Cyber security is seeing some big advances in this space, driven by some powerful external drivers, and we’re starting to see some intelligent network management tools too; I think there is still plenty of scope for growth in the other non-functional areas.
The second lesson I drew from the 1202 incident is the continuing need always to consider IT issues from the viewpoint of the customer’s priorities.
The 1202 error triggered a master alarm exactly when Armstrong and Aldrin needed it like a hole in a heat shield.
As I understand it while the error was important in terms of system health, it wasn’t immediately critical to the mission, and there was no immediate remedial action the crew or Mission Control could have taken.
Given 20/20 hindsight, it’s at least questionable whether it should have triggered a master alarm.
As IT professionals, we naturally want to know as soon as anything goes wrong with our systems, and when it does, we want to fix it.
It’s all too easy to become so focused on the problem that we lose sight of the business or user impact. That’s why ITIL makes the vital distinction between incident and problem management.
Getting the balance right gives us some big challenges, all the way back from operation into design.
Shutting down a server in an HA cluster when it loses comms with its peers is necessary to avoid data corruption, yet it’s likely that all the servers in the cluster are doing the same, rendering the client’s business critical HA system DOA.
I don’t know have a specific answer to this kind of dilemma, but I get a sense that we could be doing more with the know-how and technology we have to smooth this kind of bump in the road and design out the nasty surprises – the 1202 master alarms – for our customers.
The last lesson comes from that engineer’s hand-written crib sheet. It’s that documentation is still really important, but only when you need it.
When Agile came along, one of its great liberating benefits of Agile was that it got us away from having to design the whole system before we started building it. Instead, with Agile, the design evolves as the product is developed.
One of the risks around this is that we are so busy delivering functionality that we can be tempted to skimp on recording key information about the system, particularly about non-functional stuff which may not feature on the customer backlog.
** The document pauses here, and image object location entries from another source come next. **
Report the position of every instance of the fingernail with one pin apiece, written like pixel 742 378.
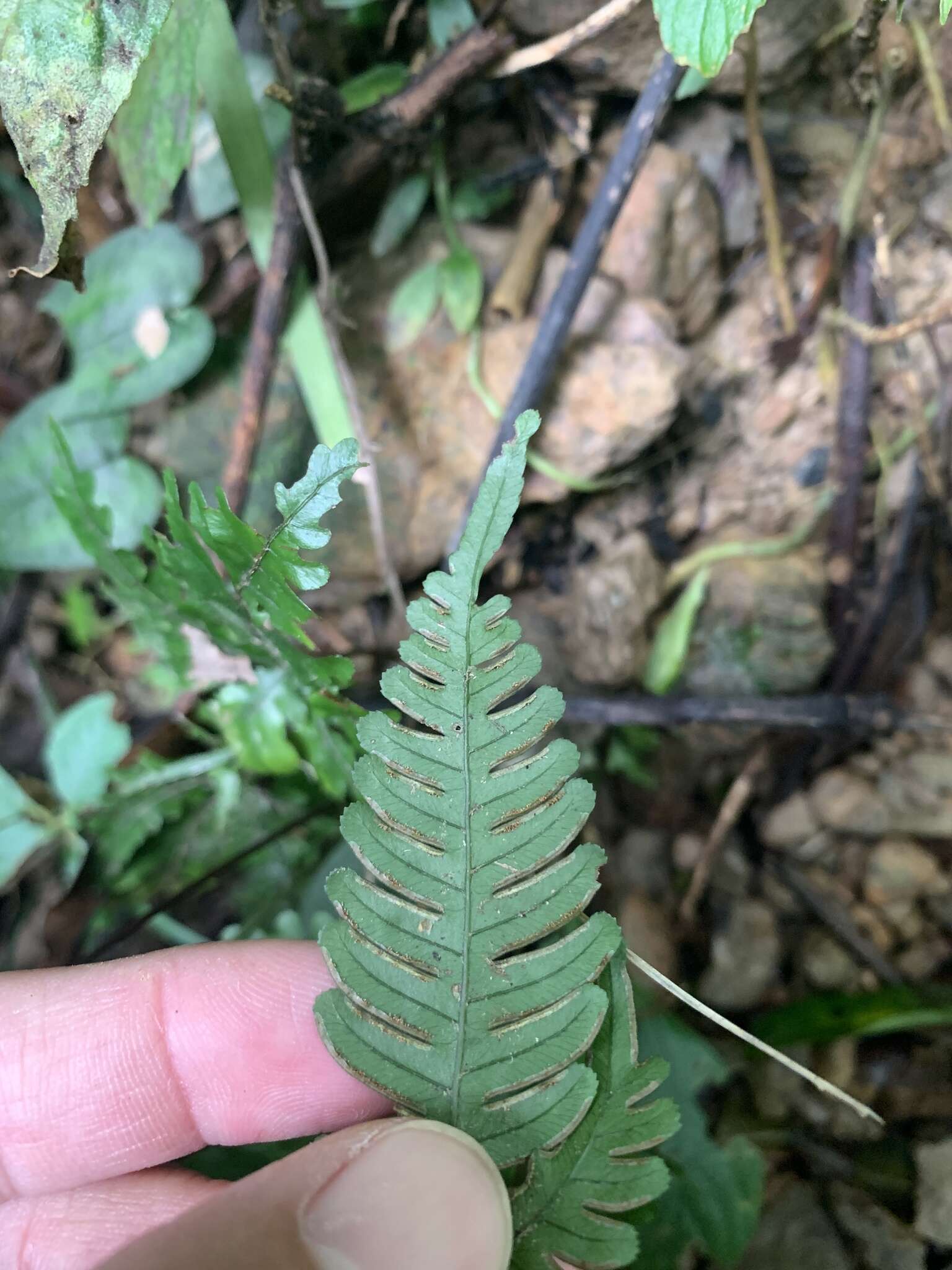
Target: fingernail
pixel 419 1197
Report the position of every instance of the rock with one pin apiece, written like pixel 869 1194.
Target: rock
pixel 883 1241
pixel 933 1196
pixel 744 958
pixel 667 241
pixel 937 205
pixel 762 629
pixel 795 1233
pixel 622 58
pixel 611 598
pixel 790 825
pixel 826 962
pixel 643 861
pixel 649 931
pixel 920 961
pixel 899 869
pixel 848 804
pixel 918 790
pixel 619 390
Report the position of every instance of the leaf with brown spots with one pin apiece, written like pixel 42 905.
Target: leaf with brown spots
pixel 65 69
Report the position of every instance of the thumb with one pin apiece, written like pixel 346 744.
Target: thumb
pixel 403 1194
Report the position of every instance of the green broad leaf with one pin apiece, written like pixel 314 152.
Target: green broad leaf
pixel 65 69
pixel 826 1016
pixel 568 1204
pixel 151 134
pixel 716 1192
pixel 399 214
pixel 447 998
pixel 461 285
pixel 692 86
pixel 19 835
pixel 144 797
pixel 81 618
pixel 413 305
pixel 84 747
pixel 372 86
pixel 672 642
pixel 133 337
pixel 448 19
pixel 211 186
pixel 253 611
pixel 254 719
pixel 701 33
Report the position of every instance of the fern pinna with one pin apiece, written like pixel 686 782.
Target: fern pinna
pixel 466 970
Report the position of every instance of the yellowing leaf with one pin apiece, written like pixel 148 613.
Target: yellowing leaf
pixel 65 69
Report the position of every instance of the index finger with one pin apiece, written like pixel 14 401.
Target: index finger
pixel 121 1066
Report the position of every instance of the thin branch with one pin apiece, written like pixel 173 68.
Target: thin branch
pixel 267 324
pixel 819 713
pixel 557 322
pixel 564 42
pixel 735 1030
pixel 852 441
pixel 866 333
pixel 368 475
pixel 398 116
pixel 219 871
pixel 763 171
pixel 539 219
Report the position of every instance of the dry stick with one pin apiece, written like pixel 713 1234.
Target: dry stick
pixel 408 110
pixel 557 46
pixel 539 219
pixel 816 1081
pixel 371 481
pixel 865 332
pixel 587 249
pixel 136 925
pixel 267 326
pixel 763 171
pixel 852 440
pixel 730 812
pixel 824 711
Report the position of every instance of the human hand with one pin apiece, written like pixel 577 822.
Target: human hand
pixel 108 1071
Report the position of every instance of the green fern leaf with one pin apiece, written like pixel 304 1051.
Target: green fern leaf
pixel 253 610
pixel 564 1207
pixel 466 988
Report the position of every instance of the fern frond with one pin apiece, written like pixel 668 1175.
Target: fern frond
pixel 253 610
pixel 466 987
pixel 564 1209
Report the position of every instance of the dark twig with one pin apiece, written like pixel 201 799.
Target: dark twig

For me, the Apollo 11 engineer’s crib-sheet is an example of the perfect answer to the question “how much system documentation do I need?”, the answer being “just the right amount.”
It’s no more than a pencil-written page torn off a legal pad and probably took a few minutes to jot down, but the mission controller was able to use it during those critical minutes of the landing to inform a vital decision on whether to abort or continue.
Of course, once we’ve given all our systems the intelligence to look after their own operability, security, conformance and the rest, we can consign system documentation to history along, sadly, with that marvellous handwritten list of error codes and whether they’d stop us landing on the moon.
Those are my lessons for IT from Apollo 11. I’m sure there are many more, and I’d love to hear any you may have.
In the meantime, let’s pay tribute once more to the team which made the moon landings happen, and look forward to the first IT error-free, manually overridable Mars landing in due course.